If she's down too much, try taking a daytrip or a week-long trip with her somewhere to break her routine and see if that gets her spirits back up - if it doesn't, break up, because a woman who's always down will drag you down there with her.
Never have sex with her on a day you've fought. Makeup sex is tempting, but it unconsciously trains her to associate tons of drama with amazing sex. You don't have to be sneaky; you can tell her outright: "The brain forms connections, and I don't want your brain making the connection that causing drama leads to great sex, so we can't have sex today. We can have sex TOMORROW - we can do it first thing in the morning even. But sex today is off the table, because we fought today."
The opposite lesson ends up being engrained in her head - fighting leads to no sex. She'll soon begin to realize that what she wants with you when horny is honey, not vinegar.
Aside from days you're fighting, try to put out whenever she wants sex, even if you're tired, you had diarrhea that day, you popped a ligament doing bench presses... whatever. Turning her down occasionally is okay, but if you reject her too much, she'll start to not want to initiate, or won't bother, and instead will keep her sexual energy bottled up, building resentment against you, which she'll unleash in a hurricane of drama over something stupid and insignificant or, if the relationship gets REALLY rocky, possibly turn loose on the nearest attractive male she stumbles on.

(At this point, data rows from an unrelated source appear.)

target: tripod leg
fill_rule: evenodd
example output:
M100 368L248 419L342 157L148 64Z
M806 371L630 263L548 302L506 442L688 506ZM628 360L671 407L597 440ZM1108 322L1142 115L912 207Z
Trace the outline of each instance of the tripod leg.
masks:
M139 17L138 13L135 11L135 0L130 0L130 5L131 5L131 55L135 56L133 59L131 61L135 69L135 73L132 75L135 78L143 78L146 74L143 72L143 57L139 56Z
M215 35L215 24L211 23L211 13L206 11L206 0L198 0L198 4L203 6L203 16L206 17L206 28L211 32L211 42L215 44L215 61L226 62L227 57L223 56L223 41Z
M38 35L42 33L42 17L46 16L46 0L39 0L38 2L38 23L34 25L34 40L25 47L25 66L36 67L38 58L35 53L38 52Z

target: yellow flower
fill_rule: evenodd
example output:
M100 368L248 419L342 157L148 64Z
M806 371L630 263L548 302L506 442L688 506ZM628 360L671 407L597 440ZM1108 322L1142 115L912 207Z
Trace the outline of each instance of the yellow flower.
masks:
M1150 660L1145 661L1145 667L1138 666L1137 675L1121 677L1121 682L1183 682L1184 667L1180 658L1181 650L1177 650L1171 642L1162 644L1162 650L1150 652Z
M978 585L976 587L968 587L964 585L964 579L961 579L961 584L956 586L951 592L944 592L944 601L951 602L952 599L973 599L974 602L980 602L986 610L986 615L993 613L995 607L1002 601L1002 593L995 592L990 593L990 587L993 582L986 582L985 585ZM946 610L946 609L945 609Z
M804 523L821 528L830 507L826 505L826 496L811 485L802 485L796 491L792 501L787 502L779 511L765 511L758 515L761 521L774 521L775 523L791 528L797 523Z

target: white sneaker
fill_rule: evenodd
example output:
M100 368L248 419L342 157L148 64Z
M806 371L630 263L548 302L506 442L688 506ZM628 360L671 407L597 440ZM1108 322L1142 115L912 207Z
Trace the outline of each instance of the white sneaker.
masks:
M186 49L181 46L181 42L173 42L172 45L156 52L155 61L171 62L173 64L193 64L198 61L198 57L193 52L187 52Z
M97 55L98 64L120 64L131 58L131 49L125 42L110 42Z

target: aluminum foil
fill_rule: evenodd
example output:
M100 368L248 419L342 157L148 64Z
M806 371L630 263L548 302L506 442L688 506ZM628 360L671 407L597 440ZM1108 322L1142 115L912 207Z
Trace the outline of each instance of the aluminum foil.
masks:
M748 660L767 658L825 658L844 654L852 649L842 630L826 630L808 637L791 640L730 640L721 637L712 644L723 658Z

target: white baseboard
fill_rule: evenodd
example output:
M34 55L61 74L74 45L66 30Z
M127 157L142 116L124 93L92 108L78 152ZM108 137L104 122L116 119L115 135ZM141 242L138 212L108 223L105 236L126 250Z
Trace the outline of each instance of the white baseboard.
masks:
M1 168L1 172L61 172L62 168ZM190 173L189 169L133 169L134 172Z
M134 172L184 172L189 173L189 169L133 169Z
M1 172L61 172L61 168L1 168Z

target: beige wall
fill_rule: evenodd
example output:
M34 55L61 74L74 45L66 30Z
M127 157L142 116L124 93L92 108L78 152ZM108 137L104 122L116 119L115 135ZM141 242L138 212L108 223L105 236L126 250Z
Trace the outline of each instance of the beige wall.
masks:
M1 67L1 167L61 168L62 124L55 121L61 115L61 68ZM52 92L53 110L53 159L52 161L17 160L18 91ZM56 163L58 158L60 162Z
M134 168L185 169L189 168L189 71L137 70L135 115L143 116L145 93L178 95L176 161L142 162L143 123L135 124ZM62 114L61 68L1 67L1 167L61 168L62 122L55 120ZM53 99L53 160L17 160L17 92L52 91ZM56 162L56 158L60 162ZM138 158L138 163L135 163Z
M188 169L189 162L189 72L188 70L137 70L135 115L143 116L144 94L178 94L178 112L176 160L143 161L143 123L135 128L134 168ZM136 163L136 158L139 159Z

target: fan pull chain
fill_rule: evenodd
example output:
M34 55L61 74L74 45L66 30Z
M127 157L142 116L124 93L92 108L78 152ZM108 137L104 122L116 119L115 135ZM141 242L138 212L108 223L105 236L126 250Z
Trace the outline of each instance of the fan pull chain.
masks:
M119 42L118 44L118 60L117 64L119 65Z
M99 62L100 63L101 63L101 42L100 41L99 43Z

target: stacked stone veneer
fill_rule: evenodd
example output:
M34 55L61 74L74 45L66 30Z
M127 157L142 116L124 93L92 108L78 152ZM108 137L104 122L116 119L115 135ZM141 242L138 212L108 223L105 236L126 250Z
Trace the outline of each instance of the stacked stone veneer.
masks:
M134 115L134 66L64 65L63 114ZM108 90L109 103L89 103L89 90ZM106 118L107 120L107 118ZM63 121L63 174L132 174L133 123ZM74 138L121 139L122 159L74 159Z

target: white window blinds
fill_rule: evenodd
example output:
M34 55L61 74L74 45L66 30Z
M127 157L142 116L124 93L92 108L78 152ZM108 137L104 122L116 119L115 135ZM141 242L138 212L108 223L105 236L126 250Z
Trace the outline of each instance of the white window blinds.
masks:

Keep the sex good, but it doesn't always have to be amazing. Try to give her really standout, amazing, curl-your-toes-OMG-it's-good sex at least a couple of times a month, though. If you do it too much, she'll get too addicted to sex, and then you'll never get anything done because you'll just be having sex all the time. Her emotions will also go haywire, and she'll get heavily attached to you, and also extremely jealous, possessive, and territorial... it's good for the sex to not be TOO good much of the time, with some great sex sprinkled in here and there when you're up for it.
Don't be afraid to say 'no' to romantic comedies. There's no reason a man needs to watch those flicks.